Tag: Ana Roxanne

  • ALBUM REVIEW: Ana Roxanne – Poem 1

    ALBUM REVIEW: Ana Roxanne – Poem 1

    Written by Julia Harumi Kudo

    Ambient music’s signet has always been atmosphere, but we often confuse the word with absence, ergo futile. Brian Eno imagined ambient music as ringings that move like weather, both trivial and essential, a crux for emotion rather than narrative. Even so, the best ambient records are not just background music. They are conditions of being. Ana Roxanne’s music craft understands this much like love, poetry, longing—the old weather systems of being alive. Erstwhile, the mental workings of her preternatural were pinwheeled on identity and being intersex, clad in wistful whimsy and flora. “When I learned that most flowering plants are hermaphrodites, that felt significant to me. I saw flowers in this new sense because they’re universally very beautiful.” And now in ‘Poem 1’, the branches of her trees move with sensuous asceticism, you see colors while listening to it: a weathered beige, perpetual periwinkle for penance, and a faithful trace of undying gold lingering with brushes of lush cymbals. 

    In “The Age of Innocence,” the opening track immediately establishes the album’s crossway. “I wanted to try. And go very far,” revealing existential exile and a desire for newness and transformation, as ambient synths incense the track with slow-moving textures and wuthering tenderness, her voice haunting and leading you into someplace of selfhood across 9 tracks of soundscape salvation. “Berceuse in A-flat Minor, Op. 45” keeps this atmosphere as Ana Roxanne plays with the imagery of fog, making the intangible feel physical but also contained. “My pre-performance ritual is to just be alone with my thoughts in a quiet room,” Ana Roxanne said at The Kitchen in New York with Axel Arigato. You can hear that solitude all over this record, not loneliness, but chosen aloneness: the mind becoming its own room, its own inkwell, its own thunder. One of the album’s visceral nuclei, “Keepsake,” dawns delicate piano chords and a restrained vocal performance. “Oh, I can never reach you. I’ll keep it this way.” Her ‘Ooh’s’ are lush and sensuous, completely angelic. She sings about it not being over, something that we’ve all heard, ignored, and felt before, but Ana Roxanne’s manifesto in yearning is something you cannot look away from. The piano progression permits the track to sing its heart, maybe not out loud, but in a half-formed dream, where she could write the person into permanence, in forever. “I can never reach you. So I’ll keep a piece bеside me,” immortalizing the memory and putting it into a heart-shaped box because turning it into a memento is the safest way of loving it, nothing can break, and it would never leave. But silence has always been the preferred language of longing. “X”, with its ambient echo texture, gives you time to think while the long synth pads give you time to listen. A sound that might be nothing or might be the beginning of the unfailing. 

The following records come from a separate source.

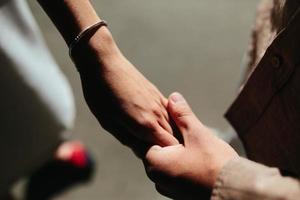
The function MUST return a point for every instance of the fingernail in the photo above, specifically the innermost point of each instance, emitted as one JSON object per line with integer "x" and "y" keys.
{"x": 177, "y": 98}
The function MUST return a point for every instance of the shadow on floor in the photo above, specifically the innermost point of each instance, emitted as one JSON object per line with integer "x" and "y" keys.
{"x": 54, "y": 178}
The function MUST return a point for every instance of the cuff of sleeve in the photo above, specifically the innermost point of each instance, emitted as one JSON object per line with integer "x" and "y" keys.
{"x": 239, "y": 178}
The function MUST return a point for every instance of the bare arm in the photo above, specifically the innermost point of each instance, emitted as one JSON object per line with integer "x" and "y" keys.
{"x": 122, "y": 99}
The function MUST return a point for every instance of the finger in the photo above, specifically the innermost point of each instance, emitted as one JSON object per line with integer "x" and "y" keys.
{"x": 160, "y": 160}
{"x": 182, "y": 115}
{"x": 164, "y": 191}
{"x": 164, "y": 138}
{"x": 165, "y": 124}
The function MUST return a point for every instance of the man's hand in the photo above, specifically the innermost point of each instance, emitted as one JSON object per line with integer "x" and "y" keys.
{"x": 126, "y": 103}
{"x": 187, "y": 171}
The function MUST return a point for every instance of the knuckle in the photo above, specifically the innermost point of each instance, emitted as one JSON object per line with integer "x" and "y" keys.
{"x": 147, "y": 122}
{"x": 152, "y": 173}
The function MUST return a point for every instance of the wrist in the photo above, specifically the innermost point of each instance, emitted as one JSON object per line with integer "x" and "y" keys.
{"x": 98, "y": 50}
{"x": 69, "y": 16}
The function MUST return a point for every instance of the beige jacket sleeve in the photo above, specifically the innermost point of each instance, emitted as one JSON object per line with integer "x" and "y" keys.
{"x": 242, "y": 179}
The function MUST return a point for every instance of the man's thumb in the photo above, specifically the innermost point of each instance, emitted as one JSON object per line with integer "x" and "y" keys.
{"x": 180, "y": 112}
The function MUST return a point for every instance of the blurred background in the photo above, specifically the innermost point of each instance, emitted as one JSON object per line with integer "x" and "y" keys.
{"x": 195, "y": 47}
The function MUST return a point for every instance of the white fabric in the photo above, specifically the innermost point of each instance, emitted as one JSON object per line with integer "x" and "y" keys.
{"x": 36, "y": 102}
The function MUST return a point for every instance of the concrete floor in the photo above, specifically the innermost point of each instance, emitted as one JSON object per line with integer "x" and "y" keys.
{"x": 194, "y": 47}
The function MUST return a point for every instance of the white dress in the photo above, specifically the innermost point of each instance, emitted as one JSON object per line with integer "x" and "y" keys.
{"x": 36, "y": 101}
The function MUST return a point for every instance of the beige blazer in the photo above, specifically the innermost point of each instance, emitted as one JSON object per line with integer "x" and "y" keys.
{"x": 266, "y": 114}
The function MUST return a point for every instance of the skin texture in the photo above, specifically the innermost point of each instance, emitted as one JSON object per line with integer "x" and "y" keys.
{"x": 123, "y": 100}
{"x": 131, "y": 108}
{"x": 188, "y": 170}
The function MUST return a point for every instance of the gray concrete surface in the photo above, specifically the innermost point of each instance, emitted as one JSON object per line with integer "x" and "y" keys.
{"x": 194, "y": 47}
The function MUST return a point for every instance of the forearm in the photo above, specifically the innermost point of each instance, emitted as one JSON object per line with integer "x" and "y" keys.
{"x": 71, "y": 17}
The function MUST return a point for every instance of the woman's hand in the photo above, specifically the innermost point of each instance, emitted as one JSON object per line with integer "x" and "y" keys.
{"x": 126, "y": 103}
{"x": 188, "y": 171}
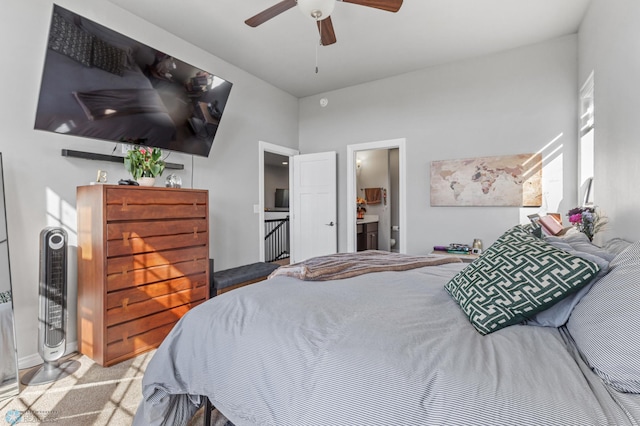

    By the 6th track, “One Shall Sleep”, Ana Roxanne has reached deliverance; she’s done remembering, the waves have set her free. “Free of pain. Heaven has ’til morning.” She gives us an experience, a song, poetry, and a promise, the verging violin and the strings lacing together with whisperings of life’s noblesse. The sacral musing continues in one of the album’s strongest tracks, “Cover Me,” with a choral vocal arrangement and a ceremonious synth tone, cradling the ear in wishful prophecy. Praying, not necessarily to a God or a person, but toward the air, toward knowing that we are small-longing beings, but the world saves if you believe.

    In helix, the world of ‘Poem 1’ alone narrowly reached skyward nor revealed the spirit it twisted; the figment of it felt like it exists beyond naming, beyond ether — an ache to be one with the wind, to restore the invincible because hope is the thing with feathers, yet, never, in extremity, it begs for a bit of your identity.